Clemens, thanks for the support.  Always good to hear when someone else has 
done it first!

Joan, thanks for the info.  I’ll make sure we take the views before the data.

> On Jan 15, 2016, at 6:24 PM, Joan Touzet <[email protected]> wrote:
> 
> One thing to note is that your views and your DB may be in different
> states when you pull files off the HDD sequentially, if they're large.
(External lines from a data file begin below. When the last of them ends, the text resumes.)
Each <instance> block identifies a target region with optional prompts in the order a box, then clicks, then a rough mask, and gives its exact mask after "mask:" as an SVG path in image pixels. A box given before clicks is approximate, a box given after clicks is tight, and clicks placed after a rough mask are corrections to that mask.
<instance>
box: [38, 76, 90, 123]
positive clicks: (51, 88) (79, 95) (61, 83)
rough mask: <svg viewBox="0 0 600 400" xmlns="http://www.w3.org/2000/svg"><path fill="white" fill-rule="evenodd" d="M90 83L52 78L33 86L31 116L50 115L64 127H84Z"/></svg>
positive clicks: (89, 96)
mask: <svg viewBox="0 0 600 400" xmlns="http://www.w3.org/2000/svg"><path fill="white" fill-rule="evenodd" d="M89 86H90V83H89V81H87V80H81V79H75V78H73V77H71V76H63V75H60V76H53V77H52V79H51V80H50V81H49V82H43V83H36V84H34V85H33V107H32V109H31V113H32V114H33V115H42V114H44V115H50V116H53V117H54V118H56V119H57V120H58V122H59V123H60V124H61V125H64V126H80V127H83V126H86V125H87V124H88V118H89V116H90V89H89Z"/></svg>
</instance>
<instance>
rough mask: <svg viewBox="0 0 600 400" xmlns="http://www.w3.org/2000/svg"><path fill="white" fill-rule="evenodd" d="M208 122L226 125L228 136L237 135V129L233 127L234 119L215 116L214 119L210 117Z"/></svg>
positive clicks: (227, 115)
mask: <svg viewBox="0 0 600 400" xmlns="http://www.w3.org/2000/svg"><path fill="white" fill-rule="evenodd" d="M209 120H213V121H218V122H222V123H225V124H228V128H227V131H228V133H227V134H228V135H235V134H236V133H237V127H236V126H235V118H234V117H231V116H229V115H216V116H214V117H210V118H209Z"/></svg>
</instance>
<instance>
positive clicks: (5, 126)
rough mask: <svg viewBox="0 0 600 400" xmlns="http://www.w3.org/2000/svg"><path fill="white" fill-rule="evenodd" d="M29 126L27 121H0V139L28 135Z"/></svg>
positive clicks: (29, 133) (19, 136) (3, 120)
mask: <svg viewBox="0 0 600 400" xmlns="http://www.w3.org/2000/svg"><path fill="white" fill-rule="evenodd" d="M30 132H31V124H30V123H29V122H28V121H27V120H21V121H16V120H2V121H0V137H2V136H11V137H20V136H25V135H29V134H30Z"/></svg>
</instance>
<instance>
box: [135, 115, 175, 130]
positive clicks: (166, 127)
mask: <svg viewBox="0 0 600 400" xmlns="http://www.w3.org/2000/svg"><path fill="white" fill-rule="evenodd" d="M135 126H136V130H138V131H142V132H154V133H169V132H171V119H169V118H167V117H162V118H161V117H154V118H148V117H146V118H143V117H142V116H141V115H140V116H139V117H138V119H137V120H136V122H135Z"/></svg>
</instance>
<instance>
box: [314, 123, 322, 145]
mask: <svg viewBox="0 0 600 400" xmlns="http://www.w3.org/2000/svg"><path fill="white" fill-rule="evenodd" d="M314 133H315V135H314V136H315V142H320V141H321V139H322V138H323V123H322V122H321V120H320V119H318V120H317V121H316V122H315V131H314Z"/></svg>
> If your views are "newer" than the DB file you have, it could cause
> issue. I recommend copying the .views subdirectory FIRST, then copying
> the database file. This will ensure the views are always the same
> age as the DB or older, meaning only a minor amount of catch-up is 
> required to update the view to current if at all.
> 
> -Joan
> 
> ----- Original Message -----
>> From: "Clemens Stolle" <[email protected]>
>> To: [email protected]
>> Sent: Friday, January 15, 2016 3:52:49 AM
>> Subject: Re: how to force flush a db?
>> 
>> Hey Dan,
>> I have an app in production and we handle backups the way you're
>> describing. Every night we push a zip archive to s3. Works great.
>> 
>> ---
>> Clemens
>> 
>>> Am 14.01.2016 um 21:44 schrieb Dan Santner <[email protected]>:
>>> 
>>> Thanks for the response.
>>> 
>>> I should probably ask a different question.
>>> 
>>> I’ve been using git to take snapshots of my databases in certain
>>> states.  Basically i put all the data files under git and then
>>> when I have my data the way I want I can freeze it for later
>>> replay by committing it to a branch in a repo.
>>> 
>>> It works really well for me.  I’m thinking of the similar mechanism
>>> for backup.  Basically I’ll zip the data directory and store it in
>>> S3 periodically as a backup.  I was concerned though that the
>>> state of the files might not be restartable if I don’t shut down
>>> the couchdb process before snapshotting.
>>> 
>>> Anyone else doing something like this?
>>> 
>>>> On Jan 14, 2016, at 1:00 PM, Robert Samuel Newson
>>>> <[email protected]> wrote:
>>>> 
>>>> [couchdb]
>>>> delayed_commits=false
>>>> 
>>>> It’s false by default from 2.0 onward too.
>>>> 
>>>> When set to true, a timer calls fsync once per second. I’d argue
>>>> your forcing isn’t necessary in either case.
>>>> 
>>>> B.
>>>> 
>>>>> On 14 Jan 2016, at 17:46, Dan Santner <[email protected]> wrote:
>>>>> 
>>>>> Is there a way to force couch to flush everything to disk?  right
>>>>> now I’m stopping the database to make that happen but would be
>>>>> really nice to be able to do that while keeping it running.
>>>>> 
>>>>> 
>>>>> Maybe this isn’t even necessary?